Why do businesses window-dress

A
  • To please the shareholders of public limited companies – a high profit usually means a high share price.
  • To show growth in terms of sales, value of fixed assets or dividends; for example, to impress potential investors.
  • In order to raise finance from a bank or any other source.
20
Q

Why would a business not want to window-dress

A
  • To reduce the risk of a hostile takeover.
  • Can go against legislation
  • also can reduce reputation such as for lending
21
Q

How can businesses window-dress

A

Manipulating sales
Not include depreciation
Write off bad-debts

22
Q

Why do assets depreciate

A

Technology moves on

Time

Wear and tear

23
Q

Define Customer attitude survey and its benefits

A

Can be undertaken either through quantitative or qualitative (opinion-based questions) methods to assess the views of customers on a range of issues such as product quality or customer service.

It allows the business to consider its strengths and weaknesses and looks for ways of better meeting customer expectations.

24
Q

Define Employee attitude surveys and its benefits

A

Similar to customer surveys, but the business will look to assess different issues, such as looking at staff satisfaction on range of issues such as their role, their pay etc.

It can help a business to, Assess the effectiveness of its policies and practice, identify low morale and facilitate a change

25
Q

Define Market share and its benefits

A

Market share is the percent of total industry sales a company/product has

Sales of a business/Total sales in a market x 100%

A business can use these figures to use the Boston matrix to assess their best strategy

Also can be used to measure the success of their strategy.

26
Q

Define productivity and its benefits

A

Labour productivity measures the output from each employee over a period of time. Productivity affects the costs of a business – If the staff are more efficient the unit costs are lower

Comparing productivity levels can help a business identify any problems

Firms can also compare their productivity with their competitors.

27
Q

Define Environmental record and its benefits

A

Refers to the impact of its operations and activities have on the wider world.
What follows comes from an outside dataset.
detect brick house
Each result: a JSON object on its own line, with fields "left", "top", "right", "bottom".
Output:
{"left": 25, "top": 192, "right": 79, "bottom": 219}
Includes issues such as packaging, carbon emissions, waste disposal and being sustainable (ability of having little to no impact on the environment)

It creates a good business reputation
Can have a competitive advantage if in an market where sustainability is valued

28
Q

Define Budgeting

A

A budget is a financial plan for the future;
without such a plan, businesses and individuals often get
into financial trouble.

29
Q

Evaluate Budgeting

A

+

  • Regulate the spending of money and highlight losses, waste and inefficiency.
  • Budgets provide clear targets to be met and should help employees to focus on costs.
  • Can act as a motivator for staff if budget is met.
  • It can help to identify where costs have been too high

-
They can be time consuming for managers in small
businesses

  • The budget must not be too inflexible as business opportunities might be missed.
  • Poorly constructed budgets can lead to poor decision making.
30
Q

Define and give the benefits of zero budgeting

A

It involves managers starting with a clean sheet where they must justify all expenditure. This does the following:
* improves control
* helps with allocation of resources
* reduces unnecessary costs

31
Q

Define Costs of sales

A

All costs of production used. Any direct costs, such as raw materials,
wages, used in the production process.

32
Q

Define Profit and loss account

A

An accounting statement showing a business’ sales revenue over a trading period and all the relevant costs incurred in earning that revenue.

33
Q

What is the importance of working capital

A

Needed to fund the day-to-day finance

Working capital is needed to pay for raw materials and running costs

If a business has too little working capital it may struggle to finance increased production

34
Q

How is a balance sheet useful

A
  • Shareholders are owners of the business, so they want to know how well it is doing.
  • Gives a picture of the assets/what the business owns and the liabilities/what the business owes.
  • Gives support to the businesses so they can lend
35
Q

Define Liquidity

A

Liquidity is the amount of cash a business can get quickly in order to settle its immediate debts.